Countywide school board members are still trying to come up with a process for selecting a merger superintendent. And there is the real possibility the municipal school districts boards could have their superintendents picked first. The Shelby County Commission on Monday, Sept. 10, will appoint two new members to the countywide school board for one-year terms following countywide school board races on the Aug. 2 ballot.


And the court fight that will affect all of that is building critical mass over how to count the school-age population in the Gibson County town of Milan.

A group of more than a dozen attorneys representing five sides packed hours of technical demographic research and arguments over the right statistical model to use in two days this week before U.S. District Court Judge Samuel “Hardy” Mays.

And much of the testimony dealt with whether the state laws passed in 2011 and 2012 could apply to forming municipal school districts anywhere else in the state other than Shelby County.

That is what makes Milan, its urban growth area and Gibson County such a contested point.

Attorneys for the six suburban towns and cities called Carolyn Anderson of Nashville Wednesday, Sept. 5, as what was supposed to be a last witness. Anderson is the Geographic Information Systems specialist for the Tennessee Legislature. She makes maps using computer programs that interpret data.

In this case, it was a map of the school-age population in Gibson County that turned what was expected to be five minutes on the witness stand into an all-afternoon affair that will continue Sept. 20.

The U.S. Census data by census tract that Anderson used showed Milan already has enough school-age population to meet the 1,500-student threshold to form a municipal school district. And the school-age population for Milan would grow if Milan’s urban growth area is included.

Like Memphis City Schools, Milan schools are a special school district. Unlike Shelby County, Gibson County has no county school system.

Attorneys for the Shelby County suburbs argue Gibson County is a place where the state law on municipal school districts could apply.

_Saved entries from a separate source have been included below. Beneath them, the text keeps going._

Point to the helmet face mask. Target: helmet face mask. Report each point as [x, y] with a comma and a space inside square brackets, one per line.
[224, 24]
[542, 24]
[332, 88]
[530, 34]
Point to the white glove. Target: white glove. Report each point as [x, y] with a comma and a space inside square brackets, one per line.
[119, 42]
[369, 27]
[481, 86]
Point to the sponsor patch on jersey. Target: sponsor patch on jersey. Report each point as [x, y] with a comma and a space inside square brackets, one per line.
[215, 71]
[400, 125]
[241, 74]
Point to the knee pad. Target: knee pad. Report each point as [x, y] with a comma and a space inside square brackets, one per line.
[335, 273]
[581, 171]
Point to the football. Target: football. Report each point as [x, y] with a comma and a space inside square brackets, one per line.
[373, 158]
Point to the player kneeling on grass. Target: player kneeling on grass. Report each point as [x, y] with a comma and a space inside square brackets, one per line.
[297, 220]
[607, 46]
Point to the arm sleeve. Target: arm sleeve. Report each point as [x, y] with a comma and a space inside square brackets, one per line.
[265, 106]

Countywide school board member Martavius Jones disagrees and cites the lack of county school system the Milan special school district could surrender its charter to as Memphis City Schools did.

“The basic math tells us if you multiply by zero or divide by zero, the result is zero,” he said. “I’m not a lawyer but I would present the argument that if you don’t have a county school board there, then you don’t have an argument.”

State Senate Republican leader Mark Norris of Collierville, the Norris in the Norris-Todd law, called that specific argument “a red herring.”

“The law is clear,” Norris said of the required formation of a countywide school district. “They have to.”

A Tennessee attorney general’s legal opinion has held Gibson County would have to form a county school system if Milan Schools surrendered its special school district charter on the way to forming a municipal school district.

And the urban growth area that keeps Milan’s school-age population growing is very real and a fit for the formation of a municipal school district outside Shelby County, Norris added.

“They are clearly not theoretical,” he said of the areas that show where the city will annex in the future. “They are actual and required by law.”

Attorneys for the commission as well as the Memphis City Council objected to Anderson’s map saying she selectively used data.

Mays is hearing evidence on whether the municipal schools district laws violate or comply with the Tennessee Constitution.

The Shelby County Commission claims that the laws apply only to the county but were passed as general laws when they should have been passed as a private act. Private acts require the approval of a local legislative body or passage in a local referendum.

Other claims of violations of the U.S. Constitution would be heard at a later date or not at all if Mays rules the state laws are void under the Tennessee Constitution.